Making it easier to live with chronic blood cancers

Results from the DESTINY clinical trial show that people who are doing really well on TKIs, the standard drug treatment for chronic myeloid leukaemia (CML), may be able to reduce or stop treatment if carefully monitored by their doctors. These findings from the DESTINY team, led by Professor Richard Clark at the University of Liverpool, means that people with CML may be able to reduce side effects while still effectively treating their disease.

Possible new treatment avenues for blood cancers

A scientist dips some acetate into green liquid
 

Monoclonal antibodies (on slides), which Dr Beers and Professor Cragg’s research could help make a more effective treatment for lymphoma. Credit: Linda Bartlett, Monoclonal antibodies, Public domain

At the University of Southampton, Dr Stephen Beers and Professor Mark Cragg have found  a possible way to overcome drug resistance to monoclonal antibodies, such as rituximab, in people being treated for lymphoma. By adding an immune-boosting drug called a STING agonist to the standard treatment, they were able to reverse the drug resistance and eradicate lymphoma cells in mice. For people with lymphoma, this may open up a new way to make antibody treatments much more effective than they already are. Read more about Dr Beers and Professor Cragg's work.

Early results from the UK-wide CLARITY trial, led by Professor Peter Hillmen at St James’s University Hospital, Leeds, became available. CLARITY is testing a combination of the targeted drugs venetoclax and ibrutinib as a treatment for chronic lymphocytic leukaemia (CLL). So far everyone taking part in the trial has responded to this combination, with nearly half of them in complete remission – an even better result than was expected.

Professors Vaskar Saha and Peter Stern (University of Manchester) found a protein called 5T4 on the surface of childhood acute lymphoblastic leukaemia (ALL) cells that contributes to making this type of cancer resistant to chemotherapy. Using a novel approach, their early testing shows they have found a possible way to target the protein that makes the cells more responsive to chemotherapy. This means that it may be possible to selectively attack the cells that are causing chemoresistance, providing a potential new way to treat children whose ALL does not respond to current treatments. Read more about Professors Saha and Stern's research.

Effectively treating graft-versus-host disease

A human mesenchymal stem cell

A human mesenchymal stem cell like those used in Professor Dazzi and Dr Galleu’s research, which could help treat graft-versus-host disease.
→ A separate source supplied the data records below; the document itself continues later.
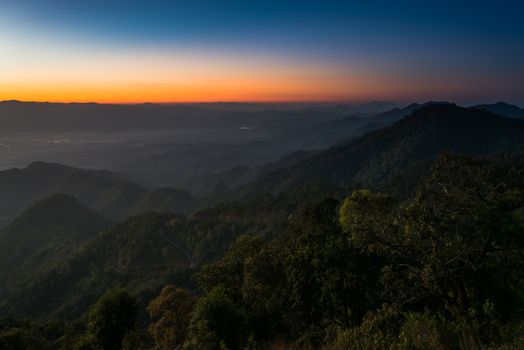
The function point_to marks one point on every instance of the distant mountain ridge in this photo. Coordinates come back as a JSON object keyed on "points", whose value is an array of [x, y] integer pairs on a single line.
{"points": [[43, 235], [504, 109], [105, 191], [400, 152]]}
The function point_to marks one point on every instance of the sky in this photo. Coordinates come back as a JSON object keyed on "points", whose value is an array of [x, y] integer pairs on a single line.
{"points": [[316, 51]]}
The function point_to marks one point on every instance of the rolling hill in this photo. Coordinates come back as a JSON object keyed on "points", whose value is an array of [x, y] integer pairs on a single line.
{"points": [[42, 236], [396, 156]]}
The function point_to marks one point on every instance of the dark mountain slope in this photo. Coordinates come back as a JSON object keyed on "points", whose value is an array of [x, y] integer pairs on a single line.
{"points": [[327, 134], [104, 191], [143, 254], [43, 235], [397, 155], [22, 187]]}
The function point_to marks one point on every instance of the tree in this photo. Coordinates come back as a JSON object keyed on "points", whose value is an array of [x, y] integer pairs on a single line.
{"points": [[172, 309], [112, 317], [217, 323], [455, 247]]}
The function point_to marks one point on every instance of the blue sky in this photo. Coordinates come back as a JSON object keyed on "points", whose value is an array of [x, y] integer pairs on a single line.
{"points": [[447, 49]]}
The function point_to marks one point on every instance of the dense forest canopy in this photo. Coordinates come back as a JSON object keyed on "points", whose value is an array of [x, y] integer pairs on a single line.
{"points": [[408, 237]]}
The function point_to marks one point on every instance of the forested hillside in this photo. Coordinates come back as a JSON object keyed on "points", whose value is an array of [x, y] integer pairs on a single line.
{"points": [[408, 237]]}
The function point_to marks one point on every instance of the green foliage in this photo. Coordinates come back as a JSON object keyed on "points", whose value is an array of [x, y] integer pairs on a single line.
{"points": [[111, 319], [172, 310], [217, 323]]}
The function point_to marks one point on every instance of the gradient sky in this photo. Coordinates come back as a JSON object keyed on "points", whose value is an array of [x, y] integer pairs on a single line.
{"points": [[250, 50]]}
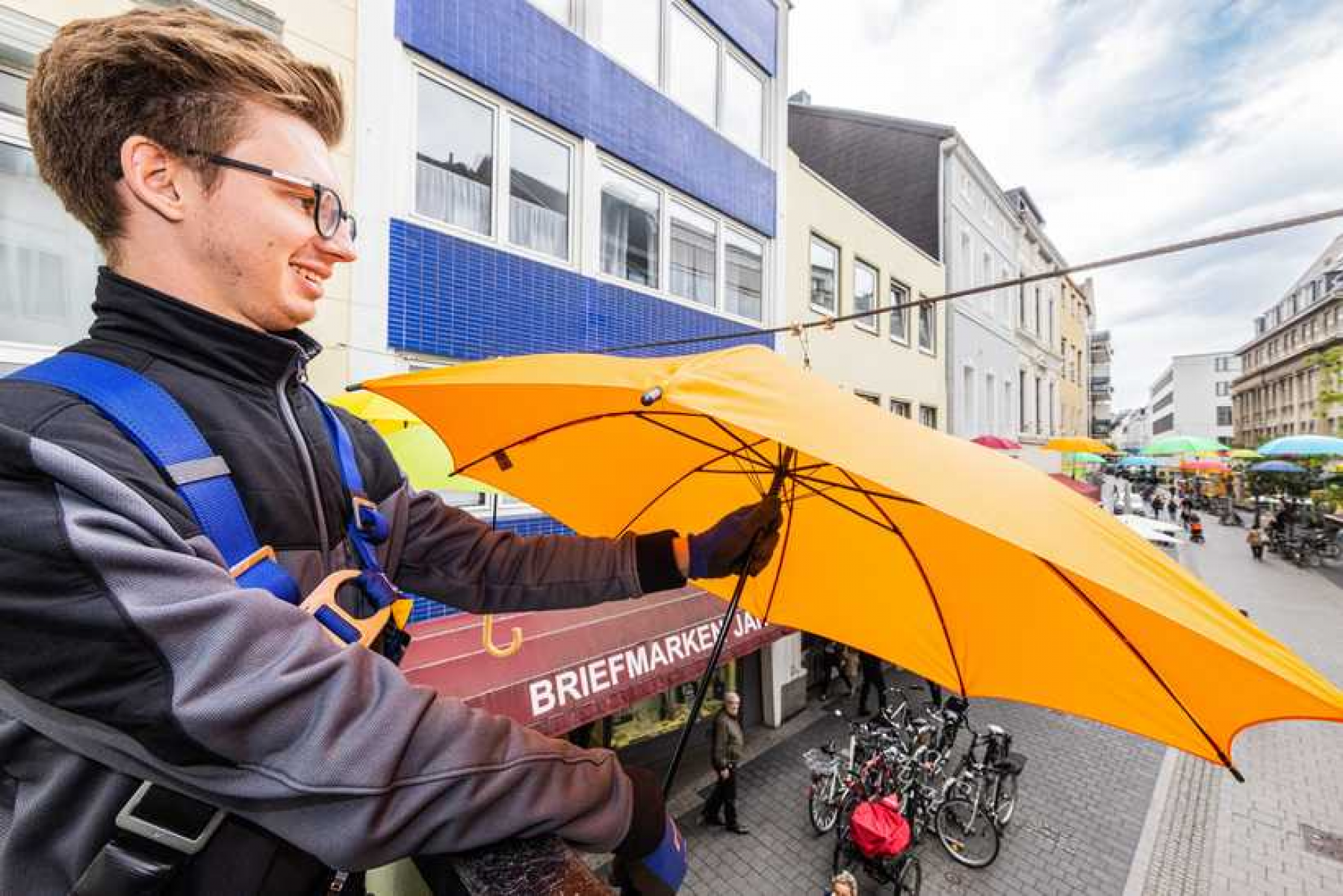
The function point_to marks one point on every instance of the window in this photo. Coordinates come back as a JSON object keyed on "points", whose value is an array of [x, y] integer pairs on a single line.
{"points": [[744, 287], [539, 193], [865, 294], [47, 260], [695, 265], [454, 158], [928, 328], [630, 214], [693, 66], [825, 267], [900, 316], [629, 31], [558, 10]]}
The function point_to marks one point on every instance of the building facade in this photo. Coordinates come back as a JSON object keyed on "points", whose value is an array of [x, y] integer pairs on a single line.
{"points": [[1077, 311], [1100, 390], [47, 261], [1282, 382], [979, 242], [1037, 328], [1193, 396], [844, 260]]}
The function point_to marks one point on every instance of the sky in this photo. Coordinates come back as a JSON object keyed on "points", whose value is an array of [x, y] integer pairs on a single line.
{"points": [[1131, 122]]}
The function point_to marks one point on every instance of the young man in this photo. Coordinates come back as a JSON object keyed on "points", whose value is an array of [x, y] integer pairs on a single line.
{"points": [[199, 156], [728, 746]]}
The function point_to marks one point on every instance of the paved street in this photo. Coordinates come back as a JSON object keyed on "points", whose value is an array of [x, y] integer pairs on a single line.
{"points": [[1102, 812]]}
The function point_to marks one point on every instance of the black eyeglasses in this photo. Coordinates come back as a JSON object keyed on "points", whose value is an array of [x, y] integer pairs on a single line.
{"points": [[328, 210]]}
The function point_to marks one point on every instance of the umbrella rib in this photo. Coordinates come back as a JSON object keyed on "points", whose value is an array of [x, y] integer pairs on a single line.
{"points": [[784, 550], [1147, 665], [678, 481], [932, 593]]}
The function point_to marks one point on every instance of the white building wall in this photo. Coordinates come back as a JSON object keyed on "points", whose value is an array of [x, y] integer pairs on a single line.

Credit: BioTek Instruments, Inc., BioTek-Wikipedia-Image, CC BY-SA 3.0

Professor Francesco Dazzi and Dr Antonio Galleu at King’s College London discovered that an infusion of dead mesenchymal stem cells could be an effective treatment for graft-versus-host disease (GvHD), a common and often deadly complication of stem cell transplants. Although this is early work, and still needs to be tested in clinical trials, it could mean that more people will be able to undergo a stem cell transplant. Find out more about this breakthrough in treating GvHD.

Helping researchers share information more effectively

Two scientists pictured in a laboratory

Providing new ways for researchers to share information helps collaboration and innovation in treatments for blood cancer.

The LEUKomics database was launched as a joint venture between the late Professor Tessa Holyoake at the University of Glasgow and Professor Christine Wells of the University of Melbourne. Biological samples from people with chronic myeloid leukaemia (CML) are deposited in the database from researchers around the world, which can be shared with other researchers. Pooling this rich information and sharing it worldwide could help speed up the process of finding better treatments and eventually cures for leukaemias. Read more about the launch of LEUKomics.

Thank you to all our researchers for their hard work, and to the people who’ve taken part in clinical trials and donated blood so that this research can happen - and thank you to our supporters for making all this possible. We’re looking forward to seeing what new advances our researchers will make in 2018!